Why combining datasets creates complete pictures in Data Analysis Python - Performance Analysis
When we combine datasets, we want to see the full story from different pieces of data.
We ask: How does the time to combine data grow as the datasets get bigger?
Analyze the time complexity of the following code snippet.
import pandas as pd
n = 10 # Define n to avoid NameError
# Two datasets with n rows each
left = pd.DataFrame({'key': range(n), 'value_left': range(n)})
right = pd.DataFrame({'key': range(n), 'value_right': range(n)})

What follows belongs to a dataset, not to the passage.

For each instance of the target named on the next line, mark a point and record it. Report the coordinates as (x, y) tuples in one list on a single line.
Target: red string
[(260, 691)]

# Naive combine datasets on 'key' using nested loops
combined_list = []
for row_l in left.itertuples():
for row_r in right.itertuples():
if row_l.key == row_r.key:
combined_list.append({
'key': row_l.key,
'value_left': row_l.value_left,
'value_right': row_r.value_right
})
combined = pd.DataFrame(combined_list)
This code merges two datasets by matching rows with the same key to create a complete picture.
Identify the loops, recursion, array traversals that repeat.
- Primary operation: Matching keys between two datasets to join rows.
- How many times: Each row in the first dataset is compared to rows in the second dataset to find matches.
As the number of rows (n) grows, the work to find matching keys grows too.
| Input Size (n) | Approx. Operations |
|---|---|
| 10 | About 100 comparisons |
| 100 | About 10,000 comparisons |
| 1000 | About 1,000,000 comparisons |
Pattern observation: The number of operations grows much faster than the input size, roughly like the square of n.
Time Complexity: O(n²)
This means if you double the size of your datasets, the time to combine them roughly quadruples.
[X] Wrong: "Combining two datasets always takes time proportional to their size added together."
[OK] Correct: Actually, matching rows often requires checking many pairs, so time grows faster than just adding sizes.
Understanding how combining data grows with size helps you explain your approach clearly and shows you know what happens behind the scenes.
"What if the datasets were already sorted by the key? How would the time complexity change?"